France’s 2021-2030 decennial cancer strategy emphasizes strengthening outpatient and community-based care as a pillar of modern oncology. The strategy calls for expanding “structures de proximité” (proximity structures) that deliver preventive, diagnostic, and supportive services outside traditional hospital settings. The Ligue contre le cancer’s activities in Figeac exemplify how civil society organizations can operationalize these policy goals at the local level, particularly through innovative models that integrate volunteer efforts with professional healthcare collaboration.

Similar patient-centered facilities have emerged in other French regions, though the Figeac initiative holds distinction as the first specifically branded Maison des patients in the Lot department. Comparable projects include Maisons sport-santé that combine physical activity with health counseling, and various Espaces ligue locations that focus primarily on information and listening services. The Figeac model’s added clinical consultation capability positions it at the forefront of evolving community cancer support infrastructure, potentially serving as a template for other rural committees within the Ligue contre le cancer network.
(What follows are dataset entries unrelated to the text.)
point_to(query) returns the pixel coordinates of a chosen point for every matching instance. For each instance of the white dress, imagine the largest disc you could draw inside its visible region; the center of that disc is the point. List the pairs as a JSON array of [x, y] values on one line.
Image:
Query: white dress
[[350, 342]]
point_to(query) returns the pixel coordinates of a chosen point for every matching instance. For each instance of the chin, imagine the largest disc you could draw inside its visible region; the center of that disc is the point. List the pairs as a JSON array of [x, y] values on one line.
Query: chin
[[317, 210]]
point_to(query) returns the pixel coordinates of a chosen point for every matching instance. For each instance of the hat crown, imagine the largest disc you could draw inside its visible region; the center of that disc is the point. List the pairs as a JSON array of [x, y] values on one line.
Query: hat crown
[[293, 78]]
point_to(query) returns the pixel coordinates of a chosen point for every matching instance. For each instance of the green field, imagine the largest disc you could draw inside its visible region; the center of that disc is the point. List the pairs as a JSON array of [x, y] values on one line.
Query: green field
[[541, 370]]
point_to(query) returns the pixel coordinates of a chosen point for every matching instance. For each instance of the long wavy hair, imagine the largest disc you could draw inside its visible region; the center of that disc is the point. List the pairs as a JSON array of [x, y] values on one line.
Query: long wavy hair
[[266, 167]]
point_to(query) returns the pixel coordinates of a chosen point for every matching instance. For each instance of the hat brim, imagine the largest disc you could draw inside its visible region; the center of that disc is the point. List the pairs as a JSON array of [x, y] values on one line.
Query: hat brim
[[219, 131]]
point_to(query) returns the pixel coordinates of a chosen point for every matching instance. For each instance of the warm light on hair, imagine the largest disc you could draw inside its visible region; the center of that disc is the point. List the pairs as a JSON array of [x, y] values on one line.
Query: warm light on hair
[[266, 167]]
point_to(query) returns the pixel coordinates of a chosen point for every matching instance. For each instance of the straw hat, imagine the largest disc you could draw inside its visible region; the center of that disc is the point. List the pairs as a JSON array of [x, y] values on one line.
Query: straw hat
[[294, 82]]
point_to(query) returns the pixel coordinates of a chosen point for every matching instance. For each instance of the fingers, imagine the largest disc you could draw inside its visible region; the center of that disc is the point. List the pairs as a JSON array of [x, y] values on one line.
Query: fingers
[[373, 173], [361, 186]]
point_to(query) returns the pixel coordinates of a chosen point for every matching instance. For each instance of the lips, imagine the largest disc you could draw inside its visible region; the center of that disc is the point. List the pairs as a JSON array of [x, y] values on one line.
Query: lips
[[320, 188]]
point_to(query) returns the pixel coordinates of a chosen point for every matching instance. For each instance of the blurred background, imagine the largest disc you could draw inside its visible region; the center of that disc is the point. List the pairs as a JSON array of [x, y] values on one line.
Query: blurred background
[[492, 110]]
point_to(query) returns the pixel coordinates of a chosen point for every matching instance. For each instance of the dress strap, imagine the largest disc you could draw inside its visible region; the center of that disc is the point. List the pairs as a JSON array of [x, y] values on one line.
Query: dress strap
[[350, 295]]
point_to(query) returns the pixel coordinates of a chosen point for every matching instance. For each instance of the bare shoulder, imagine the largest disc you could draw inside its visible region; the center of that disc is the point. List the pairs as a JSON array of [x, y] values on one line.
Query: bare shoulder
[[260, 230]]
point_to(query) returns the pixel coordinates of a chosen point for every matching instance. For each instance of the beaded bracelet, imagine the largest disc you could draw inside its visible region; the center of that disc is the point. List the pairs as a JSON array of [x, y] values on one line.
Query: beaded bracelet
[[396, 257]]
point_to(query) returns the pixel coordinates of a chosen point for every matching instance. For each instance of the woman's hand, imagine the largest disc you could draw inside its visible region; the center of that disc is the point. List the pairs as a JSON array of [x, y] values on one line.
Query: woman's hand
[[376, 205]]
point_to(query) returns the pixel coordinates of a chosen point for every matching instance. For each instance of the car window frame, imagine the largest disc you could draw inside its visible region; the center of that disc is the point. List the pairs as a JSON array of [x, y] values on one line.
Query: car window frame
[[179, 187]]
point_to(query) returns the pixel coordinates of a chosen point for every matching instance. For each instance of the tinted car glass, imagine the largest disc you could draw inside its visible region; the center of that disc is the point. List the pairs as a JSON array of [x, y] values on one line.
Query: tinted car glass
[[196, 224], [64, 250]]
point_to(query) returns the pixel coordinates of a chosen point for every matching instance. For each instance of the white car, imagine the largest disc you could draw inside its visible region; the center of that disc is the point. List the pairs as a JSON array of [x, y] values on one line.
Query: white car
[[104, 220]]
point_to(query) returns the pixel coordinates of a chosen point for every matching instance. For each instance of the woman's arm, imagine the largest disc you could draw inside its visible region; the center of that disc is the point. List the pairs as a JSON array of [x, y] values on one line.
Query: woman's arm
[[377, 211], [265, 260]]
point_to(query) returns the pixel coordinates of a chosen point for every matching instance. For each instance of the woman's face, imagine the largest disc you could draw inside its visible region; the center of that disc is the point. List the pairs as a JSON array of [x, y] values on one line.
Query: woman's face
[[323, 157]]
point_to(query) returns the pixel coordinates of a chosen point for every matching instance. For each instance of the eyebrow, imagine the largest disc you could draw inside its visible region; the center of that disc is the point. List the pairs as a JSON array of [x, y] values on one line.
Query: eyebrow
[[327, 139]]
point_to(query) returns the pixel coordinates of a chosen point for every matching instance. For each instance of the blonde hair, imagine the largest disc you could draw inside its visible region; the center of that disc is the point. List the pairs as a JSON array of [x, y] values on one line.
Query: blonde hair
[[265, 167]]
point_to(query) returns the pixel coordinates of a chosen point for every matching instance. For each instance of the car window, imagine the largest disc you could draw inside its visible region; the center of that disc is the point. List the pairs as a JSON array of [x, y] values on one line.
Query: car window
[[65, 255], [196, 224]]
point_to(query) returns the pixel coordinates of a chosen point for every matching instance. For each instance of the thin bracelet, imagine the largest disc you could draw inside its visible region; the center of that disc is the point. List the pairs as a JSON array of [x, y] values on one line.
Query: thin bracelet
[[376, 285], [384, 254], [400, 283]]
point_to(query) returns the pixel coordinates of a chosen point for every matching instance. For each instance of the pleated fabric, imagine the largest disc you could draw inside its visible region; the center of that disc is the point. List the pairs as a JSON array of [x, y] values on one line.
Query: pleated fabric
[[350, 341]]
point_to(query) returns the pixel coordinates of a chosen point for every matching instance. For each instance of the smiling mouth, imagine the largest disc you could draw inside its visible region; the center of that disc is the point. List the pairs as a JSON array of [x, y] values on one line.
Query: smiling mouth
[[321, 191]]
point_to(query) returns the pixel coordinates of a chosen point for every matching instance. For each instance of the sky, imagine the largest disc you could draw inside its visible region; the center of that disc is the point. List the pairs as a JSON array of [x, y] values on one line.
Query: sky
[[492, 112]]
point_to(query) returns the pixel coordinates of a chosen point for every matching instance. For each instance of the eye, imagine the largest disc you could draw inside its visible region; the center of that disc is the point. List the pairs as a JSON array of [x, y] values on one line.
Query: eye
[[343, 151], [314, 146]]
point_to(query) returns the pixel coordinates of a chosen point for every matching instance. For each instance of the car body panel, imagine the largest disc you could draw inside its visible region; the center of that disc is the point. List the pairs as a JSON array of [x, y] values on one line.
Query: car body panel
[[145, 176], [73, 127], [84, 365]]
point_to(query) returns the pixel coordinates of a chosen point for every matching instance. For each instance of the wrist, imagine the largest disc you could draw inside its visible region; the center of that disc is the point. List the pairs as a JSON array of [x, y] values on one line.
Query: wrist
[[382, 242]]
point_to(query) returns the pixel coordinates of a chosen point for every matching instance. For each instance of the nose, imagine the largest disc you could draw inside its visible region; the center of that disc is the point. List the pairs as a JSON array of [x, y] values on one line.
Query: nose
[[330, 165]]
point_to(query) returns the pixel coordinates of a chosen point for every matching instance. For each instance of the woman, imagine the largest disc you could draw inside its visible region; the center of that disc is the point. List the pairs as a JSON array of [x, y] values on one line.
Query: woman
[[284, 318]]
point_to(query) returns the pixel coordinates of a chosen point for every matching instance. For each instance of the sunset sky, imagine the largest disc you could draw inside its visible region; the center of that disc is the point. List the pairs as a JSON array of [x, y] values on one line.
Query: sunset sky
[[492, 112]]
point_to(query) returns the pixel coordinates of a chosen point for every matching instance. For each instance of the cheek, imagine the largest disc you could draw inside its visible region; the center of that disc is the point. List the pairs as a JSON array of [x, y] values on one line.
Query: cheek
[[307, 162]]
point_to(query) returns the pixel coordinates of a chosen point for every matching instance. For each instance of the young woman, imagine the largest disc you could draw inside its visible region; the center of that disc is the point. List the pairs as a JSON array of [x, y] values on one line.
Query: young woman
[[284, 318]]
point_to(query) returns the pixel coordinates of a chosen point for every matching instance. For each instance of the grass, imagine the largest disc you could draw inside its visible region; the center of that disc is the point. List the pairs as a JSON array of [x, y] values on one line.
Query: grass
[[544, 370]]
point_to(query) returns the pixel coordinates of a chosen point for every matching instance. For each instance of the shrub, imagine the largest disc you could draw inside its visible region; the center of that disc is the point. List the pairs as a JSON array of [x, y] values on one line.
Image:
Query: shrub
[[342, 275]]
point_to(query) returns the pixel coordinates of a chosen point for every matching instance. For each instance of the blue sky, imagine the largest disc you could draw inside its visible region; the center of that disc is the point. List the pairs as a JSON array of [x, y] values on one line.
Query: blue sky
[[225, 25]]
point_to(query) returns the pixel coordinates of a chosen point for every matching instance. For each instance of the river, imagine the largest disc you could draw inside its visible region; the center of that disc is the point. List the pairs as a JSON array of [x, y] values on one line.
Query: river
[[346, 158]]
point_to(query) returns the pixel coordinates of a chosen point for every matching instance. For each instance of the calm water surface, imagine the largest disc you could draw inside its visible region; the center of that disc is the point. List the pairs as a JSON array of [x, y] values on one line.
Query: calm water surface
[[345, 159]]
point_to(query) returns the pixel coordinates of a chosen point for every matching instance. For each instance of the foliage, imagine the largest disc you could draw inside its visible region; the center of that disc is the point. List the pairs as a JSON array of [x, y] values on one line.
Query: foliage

As the facility begins operations, its success will be measured not only by utilization rates but also by patient-reported outcomes regarding accessibility, satisfaction, and perceived impact on quality of life. The Ligue contre le cancer typically collects such feedback through structured evaluation processes, which inform continuous improvement of their services. For the Figeac chapter, establishing baseline metrics and tracking progress over time will be essential to demonstrating the Maison des patients’ value and securing ongoing support from both the community and potential institutional partners.

The opening of this first Maison des patients in Figeac stands as a testament to what can be achieved when community passion, volunteer dedication, and strategic fundraising converge around a shared vision of better cancer care. While challenges remain in sustaining operations and expanding services, the facility has already transformed an ambitious idea into a tangible resource for cancer patients in the Lot—offering a model of hope and practical innovation that resonates far beyond its local origins.